Activist Kyle Kajihiro said many of the nuclear test survivors are sick
and unable to get adequate medical treatment and monetary compensation
that the U.S. promised them because the U.S. refuses to increase
the allocation for compensation.
The Justice for Nuclear Survivors petition has been submitted to thePetitionSite.com,
a free Web service for citizens advocating democratic issues.

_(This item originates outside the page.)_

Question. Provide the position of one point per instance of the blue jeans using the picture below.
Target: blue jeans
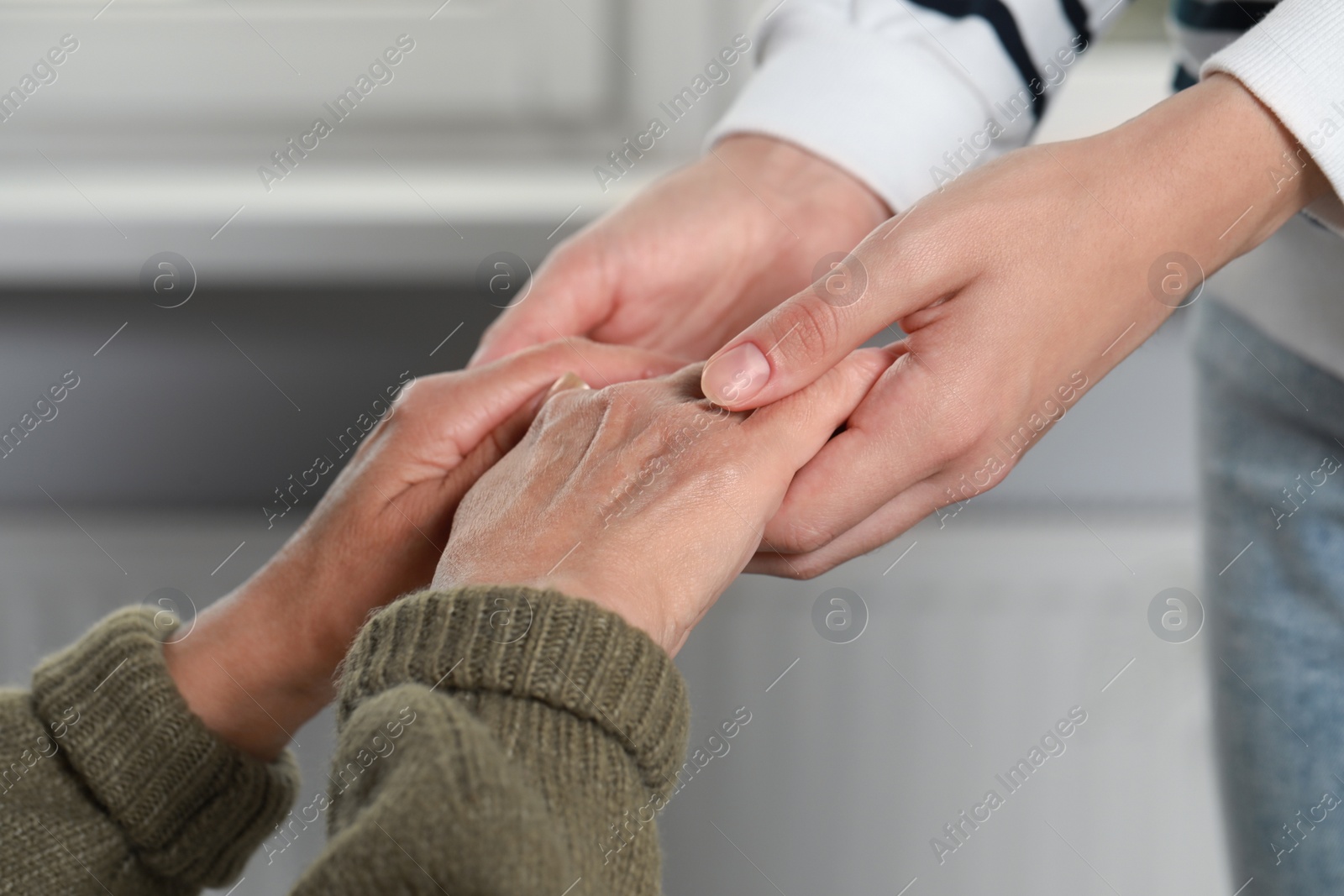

The petition, which targets 5,000 signatures, has so far gathered 390
supporters from different countries.
We ask the American people to educate yourselves on the injustices
that we Marshallese suffered as a result of your 67 atomic and nuclear
tests, reads the petition posted on thePetitionSite.com on March
1, marking the 53rd anniversary of the Bravo H-bomb test conducted on
March 1, 1954 on Bikini Atoll.
The Bravo H-bomb test was the most powerful nuclear explosion that destroyed
entire islands and displaced the people.
The survivors are organizing to push the U.S. and the Marshall Islands
government for justice. They need more pressure on the U.S. government
to accept the petition for additional funds to be added to the trust fund
that pays out nuclear claims, Kajihiro stated in an e-mail mass-sent
to international human rights groups and supporters.
It is a band aid, but the least the U.S. can do for the genocidal
policies the U.S. conducted in the Marshall Islands, he added.
Fellow activist Maria Ramirez said the bombings in the island of Vieques
left toxic wastes that continue to contaminate the land.
She said the United States cleanup operations are not careful
of the islands ecosystem or do they use the best technology available
to minimize the contamination.
When the Compact of Free Association was negotiated in 1986 between the
U.S. and the Republic of the Marshall Islands, the full extent of personal
injury and property damages sustained from the U.S. nuclear testing program
in the Marshall Islands was not fully known.
But since the Compact came into effect, new information surfaced after
the Clinton administration declassified pertinent documents as part of
its Openness Initiative that began in 1993. The declassification of the
documents was also a response to new scientific understanding about the
health and radiation exposure.
In September 2000, the Marshall Islands government submitted the Changed
Circumstances Petition requesting Congress to appropriate a cumulative
amount of $557.9 million for personal injury awards to Enewetak people,
medical programs and infrastructure developments.